Unicode Standard for Fonts

In PDFs, text is represented using character encodings — a system that maps characters (letters, symbols, numbers) to specific numeric values. The most reliable and universal encoding method is the Unicode standard, which assigns a unique code point to every character across all writing systems, languages, and symbols.

When a PDF adheres to Unicode standards, text can be extracted, compared, and analyzed accurately by proofing and automation tools. However, not all PDFs are built this way. Some fonts or creation tools apply non-standard mappings, which can lead to misinterpretation of text content.

Common Issues with Non-Standard Unicode Fonts

IssueDescription
Embedded fonts with custom encodingsCertain PDFs embed fonts using custom or partial encoding schemes instead of Unicode. These fonts display correctly visually but fail to expose the proper character information to extraction tools.
Non-standard character-to-glyph mappingIn these cases, visual characters (glyphs) are linked to arbitrary internal codes. While they look correct in the PDF viewer, proofing software may extract them as meaningless or incorrect characters.
Identity-H or Identity-V encodingsSome fonts use “Identity” mappings, which bypass Unicode entirely and rely on font-specific glyph indexes. This is common in CJK (Chinese, Japanese, Korean) or symbol-heavy documents, and it prevents direct text interpretation.

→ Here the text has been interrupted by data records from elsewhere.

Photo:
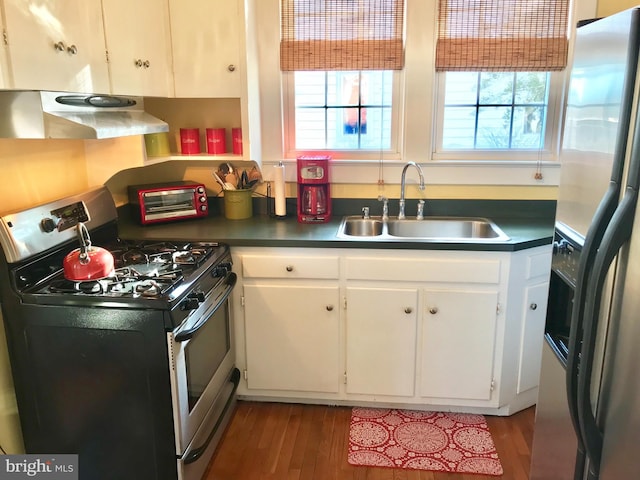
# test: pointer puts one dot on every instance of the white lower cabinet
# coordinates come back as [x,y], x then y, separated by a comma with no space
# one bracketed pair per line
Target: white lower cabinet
[292,337]
[458,344]
[381,340]
[430,329]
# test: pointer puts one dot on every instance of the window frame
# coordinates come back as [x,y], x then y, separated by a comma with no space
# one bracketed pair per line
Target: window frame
[552,134]
[361,155]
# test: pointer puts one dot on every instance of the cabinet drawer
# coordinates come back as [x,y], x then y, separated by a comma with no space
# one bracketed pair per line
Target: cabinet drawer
[264,266]
[538,265]
[423,270]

Why It Matters for Proofing?

Proofing operations such as text comparison, spell checks, and content validation depend on accurate text extraction. When a PDF uses non-Unicode or custom encodings, these processes can fail or return unreadable text (“garbled” characters).

Our proofing system includes intelligent font-decoding mechanisms to interpret common non-standard mappings and recover readable text where possible. However, for best results, designers and prepress teams should ensure that:

  • Text objects in artwork files are encoded using Unicode-compliant fonts.
  • Fonts are embedded correctly during PDF export.
  • Non-Unicode or proprietary typefaces are avoided wherever possible.

Ensuring Unicode compliance not only improves text reliability in proofing but also enhances long-term document compatibility and accessibility.